La primera vez que estuve en Nueva York, paseábamos en familia por Broadway, viendo los antiguos teatros y escuchando leyendas de antaño. Tenía apenas 12 años cuando escuché sobre sopranos y estrellas famosas del mundo del espectáculo. Ya conocíamos un poco debido a nuestras clases de piano en el colegio y previamente con la señora Marujita. La veía como una momia que olía a madera, le enseñó a mi madre, a mi tío y, creo que hasta a mi abuela. Una vez cometí la impertinencia de preguntarle si había conocido a los dinosaurios, recibí una mirada asesina. Actualmente ya me olvidé de todo, pero me ayudó a desarrollar oído y aún recuerdo el lenguaje de las partituras. En ese viaje descubrí las melodías y el personaje más conmovedor que he tenido la suerte de explorar: El Fantasma de la Ópera. Andrew Lloyd Webber es un genio compositor con todas sus letras.
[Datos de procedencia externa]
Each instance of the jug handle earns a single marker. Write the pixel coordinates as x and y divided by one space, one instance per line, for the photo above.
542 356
Sentados en las primeras filas, entre el bote que se deslizaba como si flotara en el escenario, las voces impresionantes y el candelabro gigante que caía sobre nosotros, tenía que aguantarme las lágrimas por la historia de este complejo personaje enmascarado para cubrir la deformación en su cara. El genio incomprendido y oscuro se implantó en mi cabeza casi arquetípicamente. Hace poco reviví la experiencia y era inevitable pensar en mi madre y en todas las conversaciones con mi hermano sobre el personaje y su monito musical que escondía entre las tétricas estructuras de su morada en el subterráneo de la ópera. Era su corazón que jamás conoció compasión ni consuelo.
Ahora cuando me levanto de buen humor me pongo a silbar las melodías de ese musical o Cielito Lindo, ya que mi madre nos la cantaba como canción de cuna. Ese es el poder del arte, la música alimenta tu alma y vitalidad. Así, mientras cruzo el anochecer, volando a través de los océanos, durmiendo en trenes, de mi propia sombra florecen susurros que con dulzura me llaman por el nombre que cuida de mí. Sujeto con fuerza esas voces que se acercan a mí cuando cierro los ojos para nunca olvidar que no debo sentirme solo y que una parte de donde vengo siempre está a mi lado.